The remainder of this article empirically reconstructs police arguments against the use of private sector technology. Three key themes emerging from the empirical data will be discussed. The first theme pertains to data and the reluctance to share sensitive data with third parties. The second theme pertains to analytical processes and the ambition that these should remain understandable for the police themselves. And the third theme relates to the fact that police work should, at least in principle, remain understandable for the general public as well. Taken together, they arguably express a desire to stay digitally sovereign vis-à-vis the democratic pitfalls that data-driven and algorithmically mediated technologies present.

Data sharing

Predictive policing software runs on data. From a private sector perspective, real crime data provided by police departments offer the best chance to render their products most efficient.
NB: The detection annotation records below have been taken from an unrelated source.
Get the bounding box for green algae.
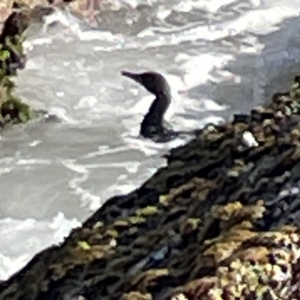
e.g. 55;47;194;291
0;5;32;126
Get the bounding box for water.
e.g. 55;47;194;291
0;0;300;279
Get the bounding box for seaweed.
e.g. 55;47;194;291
0;2;31;126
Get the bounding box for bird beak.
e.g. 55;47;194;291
121;71;142;83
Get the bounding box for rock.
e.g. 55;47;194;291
0;2;31;126
0;77;300;300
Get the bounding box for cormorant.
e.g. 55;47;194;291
121;71;191;142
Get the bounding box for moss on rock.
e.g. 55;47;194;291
0;2;31;126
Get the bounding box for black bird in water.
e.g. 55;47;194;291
121;71;195;142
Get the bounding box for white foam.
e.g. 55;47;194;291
0;0;300;279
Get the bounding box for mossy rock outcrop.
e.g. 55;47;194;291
0;2;31;126
0;78;300;300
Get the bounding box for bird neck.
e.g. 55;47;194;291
148;93;171;122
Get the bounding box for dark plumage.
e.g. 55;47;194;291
121;71;186;142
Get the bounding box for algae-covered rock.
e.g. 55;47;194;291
0;77;300;300
0;2;31;126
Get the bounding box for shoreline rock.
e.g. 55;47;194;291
0;2;31;126
0;77;300;300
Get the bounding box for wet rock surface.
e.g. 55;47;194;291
0;2;31;126
0;77;300;300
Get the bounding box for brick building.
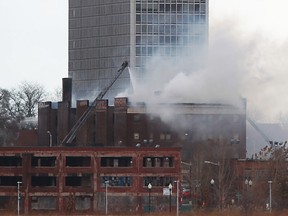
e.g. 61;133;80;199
38;78;246;161
0;147;181;214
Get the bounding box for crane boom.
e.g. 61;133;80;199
62;61;128;144
247;117;271;144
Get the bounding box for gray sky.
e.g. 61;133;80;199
0;0;68;91
0;0;288;122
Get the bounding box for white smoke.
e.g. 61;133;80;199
122;17;288;122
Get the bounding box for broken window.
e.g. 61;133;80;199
31;196;57;210
101;176;132;187
134;133;140;140
100;157;132;167
66;156;91;167
143;157;174;167
0;196;17;210
31;175;56;187
65;173;92;187
0;176;22;187
143;176;174;187
0;156;22;166
75;196;91;210
31;156;56;167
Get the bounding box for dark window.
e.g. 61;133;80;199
0;156;22;166
0;176;22;186
31;157;56;167
101;157;132;167
66;156;91;167
143;176;174;187
101;176;133;187
31;176;56;187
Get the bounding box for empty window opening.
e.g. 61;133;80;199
101;176;133;187
143;157;174;167
0;156;22;166
75;196;91;210
66;156;91;167
31;176;56;187
143;176;174;187
65;174;92;187
101;157;132;167
0;176;22;187
31;156;56;167
31;196;57;210
0;196;17;210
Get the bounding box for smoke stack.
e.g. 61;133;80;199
62;78;72;102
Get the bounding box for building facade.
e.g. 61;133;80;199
0;147;181;215
38;78;246;161
69;0;208;100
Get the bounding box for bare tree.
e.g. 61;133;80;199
11;82;46;117
0;89;19;146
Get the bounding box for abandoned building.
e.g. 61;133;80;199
0;78;246;213
0;147;181;214
38;78;246;161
Similar to training data in machine learning, as one industry representative explained, their company considered the use of actual crime data key to the successful implementation and adjustment of their product, as it allowed them to identify spaces historically susceptible to serial criminal activity and use these historical vulnerabilities as a baseline for the identification of future risk. Without tweaking the algorithm of their software based on such data, they claimed no accurate statements about future crime risk could be computed (I 01). Moreover, as they explained, historical data analysis would need to be repeated in regular intervals due to recursive interaction effects between crime prevention and offender behaviour:

You need to adjust the software. The very moment you start using software and have officers patrol in a targeted fashion, you also change offender behavior. You get a reaction. That means near-repeat areas won’t remain near-repeat areas forever.Footnote39 You can simulate that. Our usual simulation period is three years. And as a result, you get a certain number of areas that had high crime rates. And if there were high crime rates in the past three years, then there’s a high likelihood for high crime rates in year four as well. But if you look at these areas at a different point in time – six years ago, you’ll see a difference. (I 01)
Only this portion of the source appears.